Wolf 1061 (also known as HIP 80824 and V2306 Ophiuchi) is an M-class red dwarf star located about 14.1 light-years away in the constellation Ophiuchus. It is the 36th-closest-known star system to the Sun and has a relatively high proper motion of 1.2 seconds of arc per year. Wolf 1061 does not have any unusual spectroscopic features.

The star

Wolf 1061 was first cataloged in 1919 by German astronomer Max Wolf when he published a list of dim stars that had high proper motions. Wolf 1061's name originates from this list. A seven years study found no evidence of photometric transits and confirms the radial velocity signals are not due to stellar activity. The habitable zone estimate for the system lies between approximately 0.1 and 0.2 AU from the star.

Planetary system

In December 2015, a team of astronomers from the University of New South Wales announced the discovery of three planets orbiting Wolf 1061. The planets were detected by analyzing 10 years of observations of the Wolf 1061 system by the HARPS spectrograph at La Silla Observatory in Chile. The team used archive radial velocity measurements of the star's spectrum in the HARPS data and, along with 8 years of photometry from the All Sky Automated Survey, discovered two definite planets with orbital periods of around 4.9 and 17.9 days and a very likely third with a period of 67.3 days.

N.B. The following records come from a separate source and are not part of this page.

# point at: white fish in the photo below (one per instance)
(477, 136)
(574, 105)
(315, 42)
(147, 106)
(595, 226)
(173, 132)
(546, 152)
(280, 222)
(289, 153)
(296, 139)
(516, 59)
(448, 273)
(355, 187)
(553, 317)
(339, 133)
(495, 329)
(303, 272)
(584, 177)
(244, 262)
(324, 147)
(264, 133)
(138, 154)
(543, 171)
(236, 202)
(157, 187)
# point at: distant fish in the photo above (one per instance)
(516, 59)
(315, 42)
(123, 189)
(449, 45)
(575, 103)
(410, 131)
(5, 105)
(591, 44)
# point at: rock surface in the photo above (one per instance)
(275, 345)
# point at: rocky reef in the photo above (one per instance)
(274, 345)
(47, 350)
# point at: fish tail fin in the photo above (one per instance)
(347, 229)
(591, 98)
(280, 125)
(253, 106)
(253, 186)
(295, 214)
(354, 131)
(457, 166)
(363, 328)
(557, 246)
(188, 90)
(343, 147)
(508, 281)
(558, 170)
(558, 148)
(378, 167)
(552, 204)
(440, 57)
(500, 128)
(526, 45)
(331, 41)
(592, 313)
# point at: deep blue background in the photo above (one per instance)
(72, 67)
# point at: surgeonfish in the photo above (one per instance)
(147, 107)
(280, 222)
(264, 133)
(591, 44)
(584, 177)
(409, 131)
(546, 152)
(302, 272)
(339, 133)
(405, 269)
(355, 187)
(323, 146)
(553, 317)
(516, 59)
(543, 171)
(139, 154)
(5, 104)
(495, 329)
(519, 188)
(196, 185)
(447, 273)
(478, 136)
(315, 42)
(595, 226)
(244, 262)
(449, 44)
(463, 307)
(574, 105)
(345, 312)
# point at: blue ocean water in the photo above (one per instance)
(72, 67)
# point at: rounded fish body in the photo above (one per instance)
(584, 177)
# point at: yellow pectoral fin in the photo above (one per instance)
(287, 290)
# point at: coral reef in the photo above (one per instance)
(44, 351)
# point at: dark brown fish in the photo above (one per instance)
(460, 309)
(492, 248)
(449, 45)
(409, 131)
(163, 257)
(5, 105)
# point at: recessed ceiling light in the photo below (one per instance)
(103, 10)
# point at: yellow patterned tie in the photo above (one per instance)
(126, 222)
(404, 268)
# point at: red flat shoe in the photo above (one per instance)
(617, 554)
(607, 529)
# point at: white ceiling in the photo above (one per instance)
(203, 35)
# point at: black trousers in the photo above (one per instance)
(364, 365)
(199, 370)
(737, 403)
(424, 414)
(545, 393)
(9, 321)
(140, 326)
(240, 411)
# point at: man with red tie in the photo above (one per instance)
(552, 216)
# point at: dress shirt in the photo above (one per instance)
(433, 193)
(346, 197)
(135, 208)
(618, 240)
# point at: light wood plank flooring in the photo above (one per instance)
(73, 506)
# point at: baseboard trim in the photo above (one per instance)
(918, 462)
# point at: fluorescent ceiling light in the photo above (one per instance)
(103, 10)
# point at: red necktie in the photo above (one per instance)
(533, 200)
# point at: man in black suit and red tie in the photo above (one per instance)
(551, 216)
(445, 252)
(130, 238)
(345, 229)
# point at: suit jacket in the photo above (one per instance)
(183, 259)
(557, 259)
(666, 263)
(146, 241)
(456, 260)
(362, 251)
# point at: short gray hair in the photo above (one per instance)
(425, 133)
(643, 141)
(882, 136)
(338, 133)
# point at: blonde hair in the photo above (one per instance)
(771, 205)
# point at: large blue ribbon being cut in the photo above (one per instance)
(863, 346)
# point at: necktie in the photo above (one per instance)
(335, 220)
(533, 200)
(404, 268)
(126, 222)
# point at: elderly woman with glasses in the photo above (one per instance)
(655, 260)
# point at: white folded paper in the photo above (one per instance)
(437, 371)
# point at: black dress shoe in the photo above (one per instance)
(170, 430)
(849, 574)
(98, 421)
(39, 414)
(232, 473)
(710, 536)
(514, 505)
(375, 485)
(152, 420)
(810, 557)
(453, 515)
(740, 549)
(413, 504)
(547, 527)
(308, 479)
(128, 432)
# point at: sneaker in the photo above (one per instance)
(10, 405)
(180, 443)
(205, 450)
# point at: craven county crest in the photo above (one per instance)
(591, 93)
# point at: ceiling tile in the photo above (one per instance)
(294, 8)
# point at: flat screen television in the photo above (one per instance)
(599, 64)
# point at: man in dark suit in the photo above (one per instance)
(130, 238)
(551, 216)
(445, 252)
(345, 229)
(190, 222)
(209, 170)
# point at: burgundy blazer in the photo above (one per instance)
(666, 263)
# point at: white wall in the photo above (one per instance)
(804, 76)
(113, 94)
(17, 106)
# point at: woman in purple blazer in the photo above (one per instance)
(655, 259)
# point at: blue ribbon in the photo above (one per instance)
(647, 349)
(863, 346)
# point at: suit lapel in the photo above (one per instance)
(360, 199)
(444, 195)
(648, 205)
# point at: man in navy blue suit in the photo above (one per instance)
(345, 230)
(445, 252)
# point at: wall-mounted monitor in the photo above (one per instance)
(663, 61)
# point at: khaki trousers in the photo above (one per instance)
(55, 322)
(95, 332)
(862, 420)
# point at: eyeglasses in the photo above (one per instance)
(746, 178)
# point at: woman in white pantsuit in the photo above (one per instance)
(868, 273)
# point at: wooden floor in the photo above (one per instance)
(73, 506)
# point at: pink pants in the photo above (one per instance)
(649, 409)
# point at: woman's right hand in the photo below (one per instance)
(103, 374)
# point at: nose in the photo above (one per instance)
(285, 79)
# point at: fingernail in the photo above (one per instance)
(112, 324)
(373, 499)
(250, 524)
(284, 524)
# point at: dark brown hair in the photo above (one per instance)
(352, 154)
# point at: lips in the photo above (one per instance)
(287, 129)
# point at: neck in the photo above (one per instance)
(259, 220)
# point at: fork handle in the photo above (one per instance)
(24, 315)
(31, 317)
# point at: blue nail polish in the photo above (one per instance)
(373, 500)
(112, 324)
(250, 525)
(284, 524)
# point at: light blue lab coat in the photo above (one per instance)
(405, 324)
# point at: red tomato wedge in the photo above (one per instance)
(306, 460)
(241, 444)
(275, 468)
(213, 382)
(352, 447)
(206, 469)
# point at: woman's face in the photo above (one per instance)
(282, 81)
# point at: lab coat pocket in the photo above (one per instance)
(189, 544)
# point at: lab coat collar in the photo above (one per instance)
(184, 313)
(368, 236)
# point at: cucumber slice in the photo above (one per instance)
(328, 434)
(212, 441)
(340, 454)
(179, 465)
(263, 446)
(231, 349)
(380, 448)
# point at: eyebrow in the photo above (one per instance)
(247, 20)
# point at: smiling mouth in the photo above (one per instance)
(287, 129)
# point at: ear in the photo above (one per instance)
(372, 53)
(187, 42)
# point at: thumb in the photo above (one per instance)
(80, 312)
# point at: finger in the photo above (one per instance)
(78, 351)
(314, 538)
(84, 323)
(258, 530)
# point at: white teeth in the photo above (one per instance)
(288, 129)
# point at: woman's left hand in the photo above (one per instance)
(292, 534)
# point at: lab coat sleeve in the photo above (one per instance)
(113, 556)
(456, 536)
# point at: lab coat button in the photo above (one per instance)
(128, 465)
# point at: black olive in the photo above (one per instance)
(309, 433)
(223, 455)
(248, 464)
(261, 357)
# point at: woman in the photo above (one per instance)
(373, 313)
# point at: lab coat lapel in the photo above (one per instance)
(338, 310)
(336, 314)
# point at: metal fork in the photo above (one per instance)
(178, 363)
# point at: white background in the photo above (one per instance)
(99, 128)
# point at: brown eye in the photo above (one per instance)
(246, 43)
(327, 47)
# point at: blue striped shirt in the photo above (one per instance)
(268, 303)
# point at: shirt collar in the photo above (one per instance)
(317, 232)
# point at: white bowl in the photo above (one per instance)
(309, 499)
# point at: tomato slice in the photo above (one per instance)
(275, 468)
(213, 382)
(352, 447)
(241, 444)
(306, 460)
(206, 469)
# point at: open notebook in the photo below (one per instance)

All three planets have masses low enough that they are likely to be rocky planets similar to the inner planets of the Solar System although their actual sizes and densities are currently unknown. However, this information could be determined if the planets happen to transit in front of Wolf 1061 when viewed from Earth. Because all three planets orbit close to the star and have short orbital periods, there is a chance that this will occur. The University of New South Wales team estimated the chances of a transit at around 14% for planet b, 6% for planet c, and 3% for planet d.

One of the planets, Wolf 1061 c, is a super-Earth located near the inner edge of the star's habitable zone, which conservatively extends from 0.11 to 0.21 AU, or at most from 0.09 to 0.23 AU. It is one of the closest known potentially habitable planets to Earth after Proxima b, Ross 128 b, and Luyten b. The next planet out, Wolf 1061 d, could be marginally habitable depending on its atmosphere's composition as it orbits just beyond the habitable zone.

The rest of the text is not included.